When I say set the saw up, I mean how do you calibrate the carb?
As most of us are aware, the saws 'tune' themselves, but the initial setup is very important.
The system works on a magnet attached to the throttle, which activates one of two magnetic circuit gates, either WOT or idle. It doesn't tune the saw on part throttle, which, if anything, screws up the system, as neither circuit is completed.
If the magnet and gates become mis-aligned problems quickly set in. It was a documented thing on arboristsite where one guys linkage had done this, registering the throttle as 6% open at idle and 94% at WOT, making the saw only partially tune itself.

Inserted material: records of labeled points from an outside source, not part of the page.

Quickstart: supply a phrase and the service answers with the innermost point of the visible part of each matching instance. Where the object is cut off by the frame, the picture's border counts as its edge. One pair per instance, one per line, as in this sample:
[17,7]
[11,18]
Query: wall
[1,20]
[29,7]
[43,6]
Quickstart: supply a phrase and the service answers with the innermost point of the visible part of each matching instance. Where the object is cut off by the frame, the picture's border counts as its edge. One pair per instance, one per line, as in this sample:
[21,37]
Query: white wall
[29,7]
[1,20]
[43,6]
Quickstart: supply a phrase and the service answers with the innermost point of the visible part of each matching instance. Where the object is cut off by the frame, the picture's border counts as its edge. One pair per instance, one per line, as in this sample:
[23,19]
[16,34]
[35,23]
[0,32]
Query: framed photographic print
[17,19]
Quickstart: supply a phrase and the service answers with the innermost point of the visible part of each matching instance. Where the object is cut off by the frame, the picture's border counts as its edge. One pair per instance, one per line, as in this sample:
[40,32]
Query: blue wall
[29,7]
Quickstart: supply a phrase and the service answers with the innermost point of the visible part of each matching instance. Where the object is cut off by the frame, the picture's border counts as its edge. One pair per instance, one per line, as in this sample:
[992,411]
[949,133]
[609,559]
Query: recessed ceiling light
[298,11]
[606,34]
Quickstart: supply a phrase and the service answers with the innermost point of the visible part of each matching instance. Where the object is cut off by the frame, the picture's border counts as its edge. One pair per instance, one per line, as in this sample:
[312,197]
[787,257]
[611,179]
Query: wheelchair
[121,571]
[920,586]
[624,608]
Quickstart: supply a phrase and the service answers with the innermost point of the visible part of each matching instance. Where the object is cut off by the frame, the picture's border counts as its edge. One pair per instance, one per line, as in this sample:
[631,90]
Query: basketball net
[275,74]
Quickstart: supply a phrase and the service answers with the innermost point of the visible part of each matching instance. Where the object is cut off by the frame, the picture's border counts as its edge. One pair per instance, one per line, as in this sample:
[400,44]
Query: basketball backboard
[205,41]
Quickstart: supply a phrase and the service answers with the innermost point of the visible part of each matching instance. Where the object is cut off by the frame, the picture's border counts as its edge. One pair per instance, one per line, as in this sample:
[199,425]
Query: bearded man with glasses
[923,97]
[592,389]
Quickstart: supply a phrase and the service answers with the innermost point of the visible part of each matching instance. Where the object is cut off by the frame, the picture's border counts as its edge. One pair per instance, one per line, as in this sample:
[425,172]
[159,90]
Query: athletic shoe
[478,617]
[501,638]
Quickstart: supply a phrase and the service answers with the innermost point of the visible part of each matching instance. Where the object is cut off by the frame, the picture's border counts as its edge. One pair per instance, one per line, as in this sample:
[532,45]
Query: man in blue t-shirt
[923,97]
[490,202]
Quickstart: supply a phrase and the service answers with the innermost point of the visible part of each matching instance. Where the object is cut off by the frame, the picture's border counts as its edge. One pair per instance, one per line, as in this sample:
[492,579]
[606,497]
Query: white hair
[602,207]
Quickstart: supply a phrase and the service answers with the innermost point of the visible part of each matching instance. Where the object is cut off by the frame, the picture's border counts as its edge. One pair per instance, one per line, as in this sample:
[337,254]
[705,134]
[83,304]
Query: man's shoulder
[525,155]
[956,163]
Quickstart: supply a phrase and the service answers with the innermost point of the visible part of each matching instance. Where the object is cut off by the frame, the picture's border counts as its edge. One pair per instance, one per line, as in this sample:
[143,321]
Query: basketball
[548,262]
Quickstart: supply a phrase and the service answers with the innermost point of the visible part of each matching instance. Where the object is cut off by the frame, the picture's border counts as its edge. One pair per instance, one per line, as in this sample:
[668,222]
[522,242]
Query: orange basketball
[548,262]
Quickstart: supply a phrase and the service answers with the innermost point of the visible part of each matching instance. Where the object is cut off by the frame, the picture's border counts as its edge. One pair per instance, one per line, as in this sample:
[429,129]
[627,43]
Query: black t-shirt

I set the high rpm by allowing to tune with no load, don't blip the throttle to warm the saw, as rpm is falling as it registers WOT, and rising at idle (causing the machine to register an over-rich at WOT, and over-lean at idle), about 30 seconds of free-load run time should set high rpm.
Allowing the saw to idle for 3 minutes before shutting off the engine causes the calibration to reset to factory settings on a 'safe' mode (over-rich).
I have seen the problems described with the 540 on each one I've handled, but the climbers who use them insist they know better than my advice on how to run said saw...
-Pull the spark screen if you have not already.
-Make sure the air filter is cleaned DAILY.
-Don't let the saw idle for too long between cuts, >2mins turn the saw off.
If your saws have passed the warranty period, get a muffler mod, after 50 hours of run-time, my 560 had .5-1mm of coking on the exhaust port (before it was ported), which is an excessive amount in the given hours, but due to emissions regs, the mufflers are heavily restricted (the outlet is about 8mm diameter, the same size as what people are drilling into the ms150, a saw 1/3 of the cc). Given how tiny the 560's outlet is, I dread to think how small it is on the 540. This also aids the cooling of the saw!
In fact, you can see the coking of the port and where I'd scraped it off with a carb screwdriver. It's also worth noting that when I wasn't using the saw in my employment workplace, I was using aspen, which helps remove any coking!
And as a comparison, the added outlet on the muffler is only an inch diameter.
What oil do you use? As I was running on Stihl hp ultra at that time, if you're running on hp, husky HP, or any Jaso FB oil, you're probably going to have a much worse build up.